Mon, 26 Nov 2007 10:35:40 +0000
tech android article

For some reason over the past two weeks I've had friends and colleagues coming up to me and asking What is android? This is a, hopefully short, post to try and answer that question. In an effort to keep this post short, I'm making statements without necessarily backing them up with argument. If anyone disagrees with my analysis, please email me, and I can address any of the points. Of course people should probably first read the official What is android? page.

The simple five words answer is: Android is an operating system. Of course, while factually true, this doesn't explain much. The next important point is that it is a component based operating system. This means that rather than writing programs as such, extra functionality is added in the form of components. The next interesting point is that it includes an integrated Java virtual machine, and that the system interfaces are only exposed through Java libraries.
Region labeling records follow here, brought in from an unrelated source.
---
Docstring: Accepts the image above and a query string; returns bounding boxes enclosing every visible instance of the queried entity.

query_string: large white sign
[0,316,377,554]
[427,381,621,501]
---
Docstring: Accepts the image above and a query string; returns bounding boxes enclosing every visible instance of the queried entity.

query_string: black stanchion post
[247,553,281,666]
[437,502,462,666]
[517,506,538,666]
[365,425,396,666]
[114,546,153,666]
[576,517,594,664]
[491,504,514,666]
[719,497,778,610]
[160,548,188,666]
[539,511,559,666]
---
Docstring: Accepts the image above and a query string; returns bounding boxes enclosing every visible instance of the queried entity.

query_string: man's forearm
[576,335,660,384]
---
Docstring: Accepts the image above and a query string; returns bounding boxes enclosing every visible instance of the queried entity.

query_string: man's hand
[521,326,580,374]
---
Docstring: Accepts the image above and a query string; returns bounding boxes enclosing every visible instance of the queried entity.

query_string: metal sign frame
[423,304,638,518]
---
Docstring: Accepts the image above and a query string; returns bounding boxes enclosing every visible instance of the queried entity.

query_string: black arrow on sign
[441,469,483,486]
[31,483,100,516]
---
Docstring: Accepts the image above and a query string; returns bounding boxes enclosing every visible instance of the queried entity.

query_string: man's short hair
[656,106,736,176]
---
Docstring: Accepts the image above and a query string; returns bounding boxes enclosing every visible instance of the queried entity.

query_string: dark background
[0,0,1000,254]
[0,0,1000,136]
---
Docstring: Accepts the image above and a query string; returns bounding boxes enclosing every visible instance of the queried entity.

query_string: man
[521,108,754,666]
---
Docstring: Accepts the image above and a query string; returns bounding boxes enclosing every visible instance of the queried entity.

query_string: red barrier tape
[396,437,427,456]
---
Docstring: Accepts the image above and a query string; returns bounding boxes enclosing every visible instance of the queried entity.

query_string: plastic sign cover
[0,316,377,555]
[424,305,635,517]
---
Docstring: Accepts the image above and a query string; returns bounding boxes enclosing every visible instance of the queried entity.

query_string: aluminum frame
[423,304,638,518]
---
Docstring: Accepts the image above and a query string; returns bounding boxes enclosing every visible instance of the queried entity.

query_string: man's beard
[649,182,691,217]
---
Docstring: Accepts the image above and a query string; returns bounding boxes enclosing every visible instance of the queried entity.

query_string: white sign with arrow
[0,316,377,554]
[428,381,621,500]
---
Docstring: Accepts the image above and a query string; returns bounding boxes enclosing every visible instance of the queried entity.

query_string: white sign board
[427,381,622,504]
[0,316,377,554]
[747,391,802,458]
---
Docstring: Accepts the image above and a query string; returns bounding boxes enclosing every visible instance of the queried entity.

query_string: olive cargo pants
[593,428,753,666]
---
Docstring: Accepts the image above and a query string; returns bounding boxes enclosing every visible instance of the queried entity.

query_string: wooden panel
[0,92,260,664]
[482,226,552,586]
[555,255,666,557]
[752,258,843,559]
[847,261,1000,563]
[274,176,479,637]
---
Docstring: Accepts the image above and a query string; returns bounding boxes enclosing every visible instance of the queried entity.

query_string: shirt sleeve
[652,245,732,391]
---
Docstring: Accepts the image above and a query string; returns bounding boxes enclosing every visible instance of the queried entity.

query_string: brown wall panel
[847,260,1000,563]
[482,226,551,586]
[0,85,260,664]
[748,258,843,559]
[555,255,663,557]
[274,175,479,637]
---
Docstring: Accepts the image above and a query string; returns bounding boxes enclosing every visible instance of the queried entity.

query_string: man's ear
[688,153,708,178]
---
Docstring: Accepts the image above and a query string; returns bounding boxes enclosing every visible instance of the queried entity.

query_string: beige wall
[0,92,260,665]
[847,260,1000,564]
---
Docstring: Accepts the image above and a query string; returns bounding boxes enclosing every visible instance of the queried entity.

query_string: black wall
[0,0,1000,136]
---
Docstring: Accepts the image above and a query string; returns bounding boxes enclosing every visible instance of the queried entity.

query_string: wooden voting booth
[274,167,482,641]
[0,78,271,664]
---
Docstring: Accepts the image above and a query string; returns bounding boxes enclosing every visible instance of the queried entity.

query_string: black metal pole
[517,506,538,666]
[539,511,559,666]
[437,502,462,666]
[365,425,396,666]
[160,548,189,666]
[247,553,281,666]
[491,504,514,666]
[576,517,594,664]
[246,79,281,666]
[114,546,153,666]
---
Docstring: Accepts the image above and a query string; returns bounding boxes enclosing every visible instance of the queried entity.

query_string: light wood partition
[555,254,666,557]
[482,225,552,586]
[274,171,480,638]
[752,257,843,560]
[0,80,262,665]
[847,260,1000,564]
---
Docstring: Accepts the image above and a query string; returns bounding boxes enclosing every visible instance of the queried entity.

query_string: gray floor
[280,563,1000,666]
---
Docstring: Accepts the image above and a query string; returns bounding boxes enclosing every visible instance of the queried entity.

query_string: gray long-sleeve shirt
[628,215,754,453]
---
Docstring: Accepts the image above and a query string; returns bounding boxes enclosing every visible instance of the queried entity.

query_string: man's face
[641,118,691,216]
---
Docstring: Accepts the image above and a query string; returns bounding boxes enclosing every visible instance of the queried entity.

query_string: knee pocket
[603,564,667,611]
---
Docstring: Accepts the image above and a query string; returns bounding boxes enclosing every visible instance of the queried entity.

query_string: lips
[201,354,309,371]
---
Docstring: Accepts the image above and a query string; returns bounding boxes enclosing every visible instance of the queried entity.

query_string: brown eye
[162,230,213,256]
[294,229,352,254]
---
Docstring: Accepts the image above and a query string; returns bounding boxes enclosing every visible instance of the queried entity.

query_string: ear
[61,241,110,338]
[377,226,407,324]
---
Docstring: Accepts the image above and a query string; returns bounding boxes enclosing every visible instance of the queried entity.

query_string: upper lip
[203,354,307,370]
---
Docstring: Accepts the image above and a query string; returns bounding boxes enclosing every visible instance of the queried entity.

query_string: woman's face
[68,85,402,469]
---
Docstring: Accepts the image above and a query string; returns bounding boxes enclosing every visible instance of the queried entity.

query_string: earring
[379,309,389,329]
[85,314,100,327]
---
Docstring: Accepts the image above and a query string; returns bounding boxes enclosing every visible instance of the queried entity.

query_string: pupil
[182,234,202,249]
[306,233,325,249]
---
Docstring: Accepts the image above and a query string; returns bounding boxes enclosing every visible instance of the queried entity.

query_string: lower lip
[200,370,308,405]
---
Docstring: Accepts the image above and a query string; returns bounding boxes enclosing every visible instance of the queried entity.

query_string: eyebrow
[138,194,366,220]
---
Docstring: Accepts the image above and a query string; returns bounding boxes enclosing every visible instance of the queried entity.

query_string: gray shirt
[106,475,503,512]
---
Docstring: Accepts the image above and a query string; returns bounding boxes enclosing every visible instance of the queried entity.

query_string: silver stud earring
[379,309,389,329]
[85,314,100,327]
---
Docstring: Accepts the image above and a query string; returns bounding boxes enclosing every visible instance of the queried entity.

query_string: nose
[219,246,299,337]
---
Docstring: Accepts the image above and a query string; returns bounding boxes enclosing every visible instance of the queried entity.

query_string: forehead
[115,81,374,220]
The final, and in my opinion least important, point is that the operating system is based on the Linux kernel. While the OS is based on the Linux kernel, it is not a GNU/Linux-like OS; the system libraries, system initialisation and programmer interface are distinctly different from a standard Linux operating system.

As part of the announcement of this new operating system, Google has also released the Android software development kit (SDK). The SDK is designed to allow developers to write and test software to run on top of the operating system. The SDK is not designed to allow third parties to extend the OS itself, or port it to new devices. (Although some people have been able to use it to achieve this, it is very much not designed for this.) The SDK includes the usual things; tools for building Android packages (components), sample files, templates for new projects, documentation, and a system simulator. The SDK only provide facilities for writing components in Java, and relies on the programmer to have a JDK already installed.

An open system

The system has been promoted as an open system. I would really like to point out that open is a lot different from open source. I'm sure there will be discussion as to what one means vs. the other, but from my point of view it is an open system from the point of view that it is open for programmers to develop new applications for the platform. The operating system has been built using a number of different open source components, and Google has complied with the licenses under which is has obtained the code by acknowledging the authors (in the cases where code is released under BSD), and by releasing code when required to under a reciprocal license (e.g: GPL). Google has pledged to release the code under an Apache license, but this isn't expected to happen until late 2008 - until then it is an open, but closed source operating system.

What Android isn't

Here are some other perspectives of what Android is, and why I disagree with that point-of-view.

A Java API for phones: This is certainly part of the picture, but I don't think this by itself correctly represents what Android is, as there is a lot more to it than just that.

An application framework for Linux: This is a description I have a bit of sympathy for, and one which ultimately comes down to a mostly philosophical discussion of what is an operating system. While it is definitely a framework for developing applications, and it is running on the Linux kernel, I think there is more to an operating system than just the kernel, it has to include all the system libraries, system initialisation, and system interfaces. From all these point of views, Android differs from a standard Linux based operating system. I definitely have a new appreciation for Stallman's quest to refer to standard Linux based operating systems as GNU/Linux. I think this really helps distinguishes between Linux the kernel, and GNU/Linux the operating system, and I'm certainly going to start using this terminology, for simple practical reasons, rather than any ideological reasons.

Hopefully this has given you a good insight to what Android is and also what Android isn't.